The current study has some important limitations. First, the number of admitted patients was very small, which could have influenced the results of the performed analysis. Second, the enrolled COVID-19 patients were already screened for ARDS, which may have affected the results of the ROC analyses for LUS and chest X-ray. Third, LUS was performed by different first-line clinical doctors with different levels of experience, which may have produced differences in the detection results since the detection standards are difficult to control. 23
In conclusion, LUS has a greater diagnostic accuracy and sensitivity in COVID-19 patients with ARDS than the portable chest X-ray. The obtained results suggest that LUS can be used as the primary imaging technique to detect COVID-19 patients and can improve bedside decision-making.
Footnotes
Declaration of conflicting interests
The author(s) declared no potential conflicts of interest with respect to the research, authorship, and/or publication of this article.
Funding
The author(s) received no financial support for the research, authorship, and/or publication of this article.

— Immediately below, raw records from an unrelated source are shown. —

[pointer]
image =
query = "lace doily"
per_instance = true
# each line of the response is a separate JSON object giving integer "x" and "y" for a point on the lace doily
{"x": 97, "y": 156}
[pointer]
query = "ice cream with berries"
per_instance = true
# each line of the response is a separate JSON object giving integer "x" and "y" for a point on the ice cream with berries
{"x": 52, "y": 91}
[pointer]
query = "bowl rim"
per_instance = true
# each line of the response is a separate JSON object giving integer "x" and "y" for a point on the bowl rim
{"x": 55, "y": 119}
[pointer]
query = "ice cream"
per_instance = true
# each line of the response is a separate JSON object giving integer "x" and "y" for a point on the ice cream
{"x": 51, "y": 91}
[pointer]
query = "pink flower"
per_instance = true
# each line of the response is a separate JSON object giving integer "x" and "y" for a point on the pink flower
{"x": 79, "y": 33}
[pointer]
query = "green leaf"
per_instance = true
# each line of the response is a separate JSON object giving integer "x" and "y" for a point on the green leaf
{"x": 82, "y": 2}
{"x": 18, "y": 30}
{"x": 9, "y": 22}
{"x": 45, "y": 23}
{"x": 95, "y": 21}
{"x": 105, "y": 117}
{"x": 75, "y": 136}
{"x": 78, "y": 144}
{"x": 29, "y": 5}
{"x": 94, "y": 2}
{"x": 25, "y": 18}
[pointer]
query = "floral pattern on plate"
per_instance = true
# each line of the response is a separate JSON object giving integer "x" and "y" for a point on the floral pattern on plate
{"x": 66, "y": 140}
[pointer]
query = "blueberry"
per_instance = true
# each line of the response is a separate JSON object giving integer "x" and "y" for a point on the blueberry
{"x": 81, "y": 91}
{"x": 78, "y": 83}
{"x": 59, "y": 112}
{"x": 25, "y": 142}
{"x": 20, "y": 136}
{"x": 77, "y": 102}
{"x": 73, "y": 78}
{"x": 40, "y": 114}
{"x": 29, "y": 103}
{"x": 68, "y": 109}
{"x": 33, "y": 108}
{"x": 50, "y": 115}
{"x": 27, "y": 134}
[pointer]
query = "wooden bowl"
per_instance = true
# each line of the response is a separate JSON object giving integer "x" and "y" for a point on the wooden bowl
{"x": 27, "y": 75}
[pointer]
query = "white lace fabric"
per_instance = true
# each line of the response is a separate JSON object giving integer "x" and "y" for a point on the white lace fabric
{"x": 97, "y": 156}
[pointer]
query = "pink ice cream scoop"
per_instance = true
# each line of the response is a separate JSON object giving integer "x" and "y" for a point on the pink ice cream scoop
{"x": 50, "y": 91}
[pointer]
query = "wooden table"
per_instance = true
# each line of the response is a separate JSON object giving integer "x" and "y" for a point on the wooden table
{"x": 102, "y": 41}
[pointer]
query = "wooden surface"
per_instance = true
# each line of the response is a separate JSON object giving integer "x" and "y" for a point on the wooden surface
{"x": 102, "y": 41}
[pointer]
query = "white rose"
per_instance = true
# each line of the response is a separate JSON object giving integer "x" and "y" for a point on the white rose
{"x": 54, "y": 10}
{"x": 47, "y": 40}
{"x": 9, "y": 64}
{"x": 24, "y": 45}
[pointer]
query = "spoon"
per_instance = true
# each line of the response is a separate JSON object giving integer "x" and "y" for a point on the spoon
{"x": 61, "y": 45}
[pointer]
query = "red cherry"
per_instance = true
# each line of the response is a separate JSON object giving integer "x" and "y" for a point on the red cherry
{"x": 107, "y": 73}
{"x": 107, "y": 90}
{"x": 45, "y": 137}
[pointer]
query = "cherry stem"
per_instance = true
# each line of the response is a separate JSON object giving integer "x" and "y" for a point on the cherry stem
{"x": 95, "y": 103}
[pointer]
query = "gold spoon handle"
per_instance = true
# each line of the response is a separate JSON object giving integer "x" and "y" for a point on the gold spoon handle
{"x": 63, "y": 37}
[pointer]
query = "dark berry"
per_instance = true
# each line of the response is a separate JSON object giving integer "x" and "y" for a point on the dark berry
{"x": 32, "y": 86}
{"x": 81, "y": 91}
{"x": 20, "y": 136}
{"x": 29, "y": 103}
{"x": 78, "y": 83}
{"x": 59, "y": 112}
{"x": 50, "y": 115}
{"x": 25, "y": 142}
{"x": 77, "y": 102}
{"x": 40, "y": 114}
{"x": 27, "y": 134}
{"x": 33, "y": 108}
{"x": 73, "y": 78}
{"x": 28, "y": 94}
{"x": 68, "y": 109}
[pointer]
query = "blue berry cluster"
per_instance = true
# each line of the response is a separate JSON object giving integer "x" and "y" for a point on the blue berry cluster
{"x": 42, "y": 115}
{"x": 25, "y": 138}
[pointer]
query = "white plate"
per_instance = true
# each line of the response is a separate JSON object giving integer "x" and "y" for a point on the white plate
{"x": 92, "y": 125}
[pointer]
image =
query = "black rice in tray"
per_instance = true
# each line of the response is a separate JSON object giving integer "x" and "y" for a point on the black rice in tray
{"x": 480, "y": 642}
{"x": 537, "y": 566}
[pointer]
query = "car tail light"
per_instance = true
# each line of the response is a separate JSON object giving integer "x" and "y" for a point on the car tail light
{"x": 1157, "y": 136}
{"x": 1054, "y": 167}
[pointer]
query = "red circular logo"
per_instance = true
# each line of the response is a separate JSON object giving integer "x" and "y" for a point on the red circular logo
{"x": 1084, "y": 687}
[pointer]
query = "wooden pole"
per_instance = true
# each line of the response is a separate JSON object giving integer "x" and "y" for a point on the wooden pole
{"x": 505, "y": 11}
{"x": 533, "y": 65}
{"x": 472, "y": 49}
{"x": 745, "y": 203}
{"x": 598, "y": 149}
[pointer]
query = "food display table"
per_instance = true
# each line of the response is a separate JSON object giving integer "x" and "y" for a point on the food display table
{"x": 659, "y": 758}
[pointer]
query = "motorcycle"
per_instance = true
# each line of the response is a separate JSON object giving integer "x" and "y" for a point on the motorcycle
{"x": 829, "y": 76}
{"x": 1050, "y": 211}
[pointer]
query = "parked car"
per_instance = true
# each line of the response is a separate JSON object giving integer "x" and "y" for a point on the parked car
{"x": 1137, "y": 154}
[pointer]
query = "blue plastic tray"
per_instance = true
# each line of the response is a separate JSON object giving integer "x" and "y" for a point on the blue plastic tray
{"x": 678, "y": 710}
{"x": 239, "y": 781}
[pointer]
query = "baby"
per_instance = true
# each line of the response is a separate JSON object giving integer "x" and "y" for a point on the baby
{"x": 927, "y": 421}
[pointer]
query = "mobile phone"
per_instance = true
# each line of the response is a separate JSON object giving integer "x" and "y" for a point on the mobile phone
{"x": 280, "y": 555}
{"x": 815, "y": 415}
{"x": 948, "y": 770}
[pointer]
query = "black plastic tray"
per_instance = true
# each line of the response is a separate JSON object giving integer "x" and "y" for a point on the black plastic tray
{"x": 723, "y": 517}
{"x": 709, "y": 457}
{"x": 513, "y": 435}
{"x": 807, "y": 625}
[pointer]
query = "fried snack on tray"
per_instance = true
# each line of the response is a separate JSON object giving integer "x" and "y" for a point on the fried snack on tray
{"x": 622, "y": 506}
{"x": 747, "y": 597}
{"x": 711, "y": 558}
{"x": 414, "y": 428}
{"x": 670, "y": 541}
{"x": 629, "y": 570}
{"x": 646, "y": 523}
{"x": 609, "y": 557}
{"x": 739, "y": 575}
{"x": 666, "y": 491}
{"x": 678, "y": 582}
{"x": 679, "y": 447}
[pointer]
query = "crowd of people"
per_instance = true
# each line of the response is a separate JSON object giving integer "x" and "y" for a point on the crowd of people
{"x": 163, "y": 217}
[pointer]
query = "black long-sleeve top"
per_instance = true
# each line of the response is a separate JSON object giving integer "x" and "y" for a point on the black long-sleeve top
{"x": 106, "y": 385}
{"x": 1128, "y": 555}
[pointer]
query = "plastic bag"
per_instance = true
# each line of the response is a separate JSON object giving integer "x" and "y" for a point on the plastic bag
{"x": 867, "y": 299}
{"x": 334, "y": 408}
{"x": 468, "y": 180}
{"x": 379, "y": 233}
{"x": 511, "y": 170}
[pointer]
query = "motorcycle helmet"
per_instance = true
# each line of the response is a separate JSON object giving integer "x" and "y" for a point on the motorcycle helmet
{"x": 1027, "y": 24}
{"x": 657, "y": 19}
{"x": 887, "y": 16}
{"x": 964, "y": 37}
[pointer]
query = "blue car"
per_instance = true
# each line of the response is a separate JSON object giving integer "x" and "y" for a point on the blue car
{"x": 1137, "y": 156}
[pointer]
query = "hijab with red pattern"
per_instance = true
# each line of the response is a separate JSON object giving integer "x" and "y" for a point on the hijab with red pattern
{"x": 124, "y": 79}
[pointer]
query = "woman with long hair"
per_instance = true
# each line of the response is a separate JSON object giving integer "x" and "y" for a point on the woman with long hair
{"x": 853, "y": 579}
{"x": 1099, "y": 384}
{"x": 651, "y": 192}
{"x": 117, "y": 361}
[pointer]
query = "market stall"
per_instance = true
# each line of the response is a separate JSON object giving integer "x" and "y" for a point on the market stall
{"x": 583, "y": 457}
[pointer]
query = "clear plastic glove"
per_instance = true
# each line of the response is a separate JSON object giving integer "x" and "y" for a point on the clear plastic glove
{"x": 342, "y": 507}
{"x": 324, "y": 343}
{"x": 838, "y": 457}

Availability of data and materials
The raw data required to reproduce these findings cannot be shared at this time as the data also form part of an ongoing study.
Informed consent
The data and images were collected with the consent of the patients’ family members.
Ethical approval
This investigation was approved by the Ethics Committee of Union Hospital, Tongji Medical College, Huazhong University of Science and Technology (ClinicalTrials. 0027). The ethical proof of this study is attached to the letter. It is a form in Chinese.
Human rights
Human rights were guaranteed throughout the data collection process.